Jundiaí

Com falta de leitos, AUJ tem 23 pessoas em filas de espera

Em Jundiaí, apesar de operar em sua capacidade máxima, hoje com 86% na ocupação na rede pública, não há filas


Arquivo Pessoal
Paulo Cesar Pacheco Junior está na fila de espera para internação
Crédito: Arquivo Pessoal

Na Região do Aglomerado Urbano de Jundiaí (AUJ), 23 pessoas aguardam na fila de espera por um leito, de UTI ou enfermaria, para o tratamento da covid-19. Em Jundiaí, apesar de operar em sua capacidade máxima, hoje com 86% na ocupação na rede pública, não há filas.

O município com o maior número de pessoas aguardando na fila por um leito é Cabreúva. São 15 pessoas esperando para serem transferidas, entre elas, está o ex-coordenador da Defesa Civil do município, Paulo Cesar Pacheco Junior, de 44 anos.

Segundo sua filha Mariah Eduarda da Silva Pacheco, o pai já foi intubado, mas que em toda a região não há vagas para recebê-lo. "Ele foi intubado no domingo, na UPA do Jacaré, mas ele tem obesidade e pressão alta, então precisa de leito de UTI. Acredito que o pedido já foi feito no domingo e a gente também tentou contato com todos os hospitais da região, mas não tem leito", lamenta.

Ela se preocupa devido às comorbidades do pai. "Ele está estável, mas os médicos falam que ele corre risco grave. A nossa preocupação é acontecer algo agora", diz ela sobre o período de espera por um leito.

AMPLIAÇÕES

Em Jundiaí, município com a maior capacidade hospitalar do AUJ, a quantidade de leitos disponível já é 28% maior que a do pico da pandemia em 2020. Mesmo assim, a cidade atingiu o limite da capacidade estrutural do Hospital São Vicente (HSV), com 246 leitos, e agora também utilizará a UPA Vetor Oeste para o tratamento dos doentes, com mais 14 leitos.

De acordo com o boletim publicado pela prefeitura de Jundiaí, 86% dos leitos públicos de UTI estão ocupados.
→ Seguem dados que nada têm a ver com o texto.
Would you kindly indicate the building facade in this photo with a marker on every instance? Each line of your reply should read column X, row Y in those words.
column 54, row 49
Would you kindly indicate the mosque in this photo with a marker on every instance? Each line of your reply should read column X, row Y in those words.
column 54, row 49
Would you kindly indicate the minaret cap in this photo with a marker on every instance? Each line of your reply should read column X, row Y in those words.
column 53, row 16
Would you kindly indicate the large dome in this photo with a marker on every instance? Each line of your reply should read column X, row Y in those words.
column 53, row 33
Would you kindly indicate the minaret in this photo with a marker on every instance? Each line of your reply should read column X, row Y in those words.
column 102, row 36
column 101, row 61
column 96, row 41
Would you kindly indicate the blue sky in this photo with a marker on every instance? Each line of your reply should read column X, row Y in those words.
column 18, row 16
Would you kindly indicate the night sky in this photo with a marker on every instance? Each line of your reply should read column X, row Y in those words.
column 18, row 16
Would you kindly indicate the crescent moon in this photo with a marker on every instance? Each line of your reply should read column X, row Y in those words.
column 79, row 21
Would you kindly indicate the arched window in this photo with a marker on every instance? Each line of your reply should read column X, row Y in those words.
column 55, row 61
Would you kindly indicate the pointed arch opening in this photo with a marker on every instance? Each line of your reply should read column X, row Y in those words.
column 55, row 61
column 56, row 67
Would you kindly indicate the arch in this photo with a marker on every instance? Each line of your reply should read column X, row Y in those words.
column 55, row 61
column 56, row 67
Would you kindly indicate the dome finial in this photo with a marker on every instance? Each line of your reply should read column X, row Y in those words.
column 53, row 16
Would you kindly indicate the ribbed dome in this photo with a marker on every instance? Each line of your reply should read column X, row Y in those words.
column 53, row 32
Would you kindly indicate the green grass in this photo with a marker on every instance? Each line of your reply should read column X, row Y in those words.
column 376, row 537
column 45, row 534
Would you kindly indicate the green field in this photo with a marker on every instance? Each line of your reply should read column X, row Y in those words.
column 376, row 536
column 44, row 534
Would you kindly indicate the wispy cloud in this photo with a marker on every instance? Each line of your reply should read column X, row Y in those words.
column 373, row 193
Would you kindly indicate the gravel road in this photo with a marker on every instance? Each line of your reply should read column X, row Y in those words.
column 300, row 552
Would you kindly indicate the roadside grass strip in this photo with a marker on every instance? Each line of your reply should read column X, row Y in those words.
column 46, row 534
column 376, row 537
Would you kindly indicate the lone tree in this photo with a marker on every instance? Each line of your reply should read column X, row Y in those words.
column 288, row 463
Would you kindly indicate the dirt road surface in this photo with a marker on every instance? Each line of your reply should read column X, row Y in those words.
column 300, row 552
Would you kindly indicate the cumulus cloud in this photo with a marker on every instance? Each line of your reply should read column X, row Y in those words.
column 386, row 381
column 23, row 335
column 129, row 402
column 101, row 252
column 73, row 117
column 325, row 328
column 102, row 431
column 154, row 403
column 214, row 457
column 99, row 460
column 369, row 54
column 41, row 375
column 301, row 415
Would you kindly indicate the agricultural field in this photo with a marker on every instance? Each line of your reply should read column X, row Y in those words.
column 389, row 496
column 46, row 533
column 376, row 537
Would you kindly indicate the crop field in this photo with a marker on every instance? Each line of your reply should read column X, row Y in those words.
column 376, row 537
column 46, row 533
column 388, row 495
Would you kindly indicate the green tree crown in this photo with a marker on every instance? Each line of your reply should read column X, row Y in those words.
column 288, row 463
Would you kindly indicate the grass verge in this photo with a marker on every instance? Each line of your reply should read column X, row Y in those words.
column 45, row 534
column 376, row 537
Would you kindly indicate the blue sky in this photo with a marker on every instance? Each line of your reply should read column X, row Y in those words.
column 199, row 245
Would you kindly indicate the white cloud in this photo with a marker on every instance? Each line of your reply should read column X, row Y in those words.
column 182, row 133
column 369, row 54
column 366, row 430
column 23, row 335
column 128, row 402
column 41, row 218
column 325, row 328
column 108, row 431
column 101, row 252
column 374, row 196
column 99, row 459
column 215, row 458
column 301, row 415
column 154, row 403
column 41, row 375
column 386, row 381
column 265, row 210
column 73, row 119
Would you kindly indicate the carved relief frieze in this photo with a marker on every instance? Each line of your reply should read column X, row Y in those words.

O índice chegou a 97% na segunda-feira, mas a prefeitura afirma que, até o momento, o município conseguiu ofertar atendimento à população contaminada pelo coronavírus. Também há parcerias com o Hospital Regional e a compra de leitos em hospital particular, gerando 120 leitos externos aos HSV para o fluxo não covid-19.

REGIÃO

Em Itupeva não há pacientes em fila de espera, mas a ocupação local está no limite. Os 10 leitos de UTI e nove de enfermaria estão ocupados.

A Prefeitura de Várzea Paulista informa que possui dois pacientes intubados na UPA aguardando vaga para UTI. O Hospital Municipal Dr. Alcípio possui 20 leitos ocupados e um disponível, portanto, não há fila de espera para internação em enfermaria.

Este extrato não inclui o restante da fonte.